Subtlety isn't a strong point of American Idol, and it's even less so here. Not content to let viewers assess the dynamic between the judges on our own, Cowell tells the camera that there's a rivalry brewing between him and Reid, who's a very well respected record executive in his own right. Then we see a montage of the pair opining in opposite directions, followed by lots of sighs and eye rolling. Abdul, for her part, came off as clear-eyed and confident.
Maybe it's because of the accelerated pace and the swift editing, but Cowell appeared to dole out more compliments than insults, and he even seemed to be blown away by several contestants, even though this was just the first episode.
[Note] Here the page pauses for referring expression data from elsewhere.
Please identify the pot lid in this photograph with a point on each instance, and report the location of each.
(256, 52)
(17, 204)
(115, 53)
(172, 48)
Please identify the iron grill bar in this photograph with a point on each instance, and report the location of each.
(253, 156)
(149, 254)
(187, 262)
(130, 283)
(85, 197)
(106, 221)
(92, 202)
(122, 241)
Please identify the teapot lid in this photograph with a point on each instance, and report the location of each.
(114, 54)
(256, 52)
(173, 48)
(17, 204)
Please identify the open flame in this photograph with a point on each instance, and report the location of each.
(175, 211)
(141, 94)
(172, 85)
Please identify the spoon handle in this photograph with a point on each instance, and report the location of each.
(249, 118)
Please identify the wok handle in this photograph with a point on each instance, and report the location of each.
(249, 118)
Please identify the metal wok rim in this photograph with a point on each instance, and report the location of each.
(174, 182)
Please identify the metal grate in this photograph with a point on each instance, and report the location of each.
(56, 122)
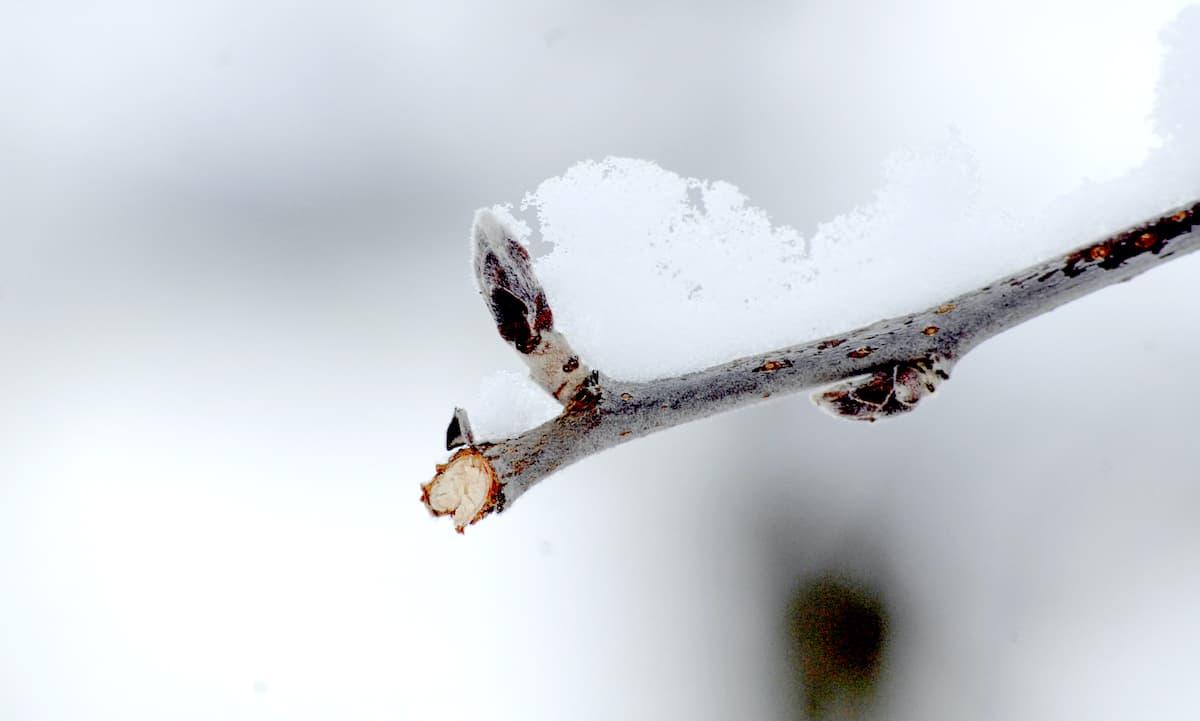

Actually, right in the very first few minutes, he gushed over 13-year-old spitfire Rachel Crow (whose name we're told four times): "We're going to hear a lot about you." No doubt there were countless tone-deaf entries before Crow, but this show cuts to the quick. She is the very first contestant to take the stage (that we at home got to see), and the way she confidently belts out "Mercy" in front of an audience of 4,000 people is pretty amazing. Cowell tells her she's the reason they lowered the age limit to 12 for this competition. (In other words, "Take that, Idol!")
Around the half-way mark, we meet Stacy Francis, a 42-year-old (i.e. over the show-biz hill) single mother, with a toddler and baby in tow. Her back story: A bad boyfriend put her down so many times that she'd begun to believe him. Now he's gone, and she tells Cowell that she doesn't want to die with this music in her.
Singing "You Make Me Feel Like A Natural Woman," Francis proceeds to bring the house down. Cowell, clearly pumped that he might have another Susan Boyle on his hands, tells her, "I've done this a long, long time. That was one of the best auditions I have ever heard in my life." Not to take away from Francis' stellar performance, but it does seem a little early in the season for Cowell to be making such pronouncements. More cynical viewers might conclude that Cowell is laying it on a bit thick in this much-hyped debut episode, which is his best shot at getting people hooked on the show.
The climax of the first episode features a 28-year-old ex-drug addict named Chris Rene. He's a garbage man by day, and a singer and rapper by night. And the judges are -- you got it -- blown away.
"It's always my favorite feeling in the world when I sit in this chair and I meet a star for the first time," Cowell tells him. "There is something about you and what I like is the fact that maybe you need the show and maybe we need you."
Can The X Factor make this guy into a star? With enough money and the right editing, why not?
The next episode airs tonight at 8 p.m. on Fox.